Français Olivier · Ständerat · 2017-03-15
Français Olivier · Ständerat · Waadt · FDP-Liberale Fraktion · 2017-03-15
Wortprotokoll
C'est un débat intéressant, mais qui tombe un peu dans l'émotionnel. Mon rôle est aussi de rappeler qu'il existe des règles. Je n'ai rappelé dans mon rapport ni la notion de service universel ni l'obligation de celui qui a la tâche de garantir ce service à toute la Suisse et pour tous les Suisses. Mais cela existe. J'ose rappeler que le but du service universel est de garantir une offre de services de télécommunication de base, à disposition de toutes les catégories de la population et dans toutes les régions de la Suisse. Donc il existe quelque chose. Il faut savoir que mettre en oeuvre un programme aussi ambitieux, pour toute la Suisse et pour tous les Suisses, nécessite des moyens financiers conséquents et surtout un prestataire. Ce prestataire, depuis de nombreuses années, c'est Swisscom. Son contrat de prestation arrive à échéance à la fin de cette année, il faudra donc le renouveler. Il y a un mécanisme de financement, de solidarité, pour atteindre les objectifs du service public. Je peux penser que des aides financières concerneraient non seulement le canton du Tessin, mais aussi ceux des Grisons, de Glaris, de Vaud, et tous les autres. Il ne faut pas croire que cela ne concerne que certains cantons, ce sont des parties de territoire cantonal qui sont concernées par un déficit d'équipement - j'y reviendrai d'ailleurs. Aujourd'hui, un mécanisme de financement solidaire existe.
Dans mon rapport, j'ai été un peu rapide, mais l'Office fédéral des télécommunications nous a rappelé qu'il y a différents moyens technologiques pour garantir dans toutes les régions le transport de l'information et en particulier les raccordements à bande large.
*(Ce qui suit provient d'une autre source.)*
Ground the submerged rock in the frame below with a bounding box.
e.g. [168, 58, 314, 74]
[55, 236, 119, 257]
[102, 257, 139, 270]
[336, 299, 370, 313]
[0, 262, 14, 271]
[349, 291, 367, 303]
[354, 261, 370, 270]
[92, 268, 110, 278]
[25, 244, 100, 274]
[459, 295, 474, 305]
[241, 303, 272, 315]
Ce que recommande donc la commission, c'est d'être attentif à la demande. Le message du Conseil fédéral sur la révision de la loi sur les télécommunications devrait être transmis prochainement au Parlement.
Mais il faut aussi tenir compte du fait que, dans le cadre particulier du transport de l'information, la technologie va tout simplement plus vite que nos propres ambitions; elle avance à une vitesse considérable. Se précipiter et dire qu'on va automatiquement choisir cette voie plutôt qu'une autre peut avoir des conséquences non négligeables, voire entraîner de mauvais investissements.
Un point m'interpelle dans votre interprétation, Monsieur Abate. Vous mettez en conflit les agglomérations avec les zones rurales et les zones peu peuplées. Je rappelle que la solidarité existe au niveau des équipements, que c'est une nécessité, que cela fait partie de notre ADN; c'est une revendication légitime. Vous me faites signe que j'ai mal compris, mais il ne faudrait pas tomber dans l'excès de dire que seules les agglomérations ont droit à un réseau câblé de télécommunication à bande ultralarge.
Toutes les villes de nos régions, qui sont organisées entre autres en agglomérations, ne s'arrêtent pas à leurs propres frontières. C'est en particulier le cas de ma ville, Lausanne, qui héberge une zone agricole difficile à équiper. Par solidarité, la commune étend l'accès à l'Internet jusque dans la zone agricole, au même titre que cela peut être fait ailleurs dans le canton. Il est légitime de faire preuve de solidarité, mais il faut aussi savoir que - je l'ai dit dans mon rapport - l'équipement des derniers kilomètres, dans les endroits peu peuplés, coûte très cher. Ainsi, au Tessin, les investissements nécessaires pour faire passer le taux de raccordement à bande ultralarge de 70 à 90 pour cent se montent à 800 millions de francs - un investissement considérable.
Voilà pour la réflexion qui a été celle de la commission. Nous avons été rendus attentifs au débat qui a eu lieu au Grand Conseil du Tessin; nous y avons porté une attention particulière. Nous estimons qu'une adaptation de l'appui financier accordé aux régions est sans autre envisageable, puisqu'elles n'ont pas les moyens d'assurer un tel financement. Aussi, nous nous devons de garantir le meilleur des équipements dans toutes les régions de la Suisse et pour tous les Suisses, c'est évident. Cela dit, il faut le faire dans le cadre de la consultation qui s'ouvrira très prochainement et qui portera sur la révision de la loi sur les télécommunications, et non limiter la réflexion au texte qui nous est soumis.
C'est pour cette raison que notre commission, à une très large majorité, vous recommande de ne pas donner suite à cette initiative cantonale tout en vous demandant de rester attentifs au débat amorcé par le canton du Tessin.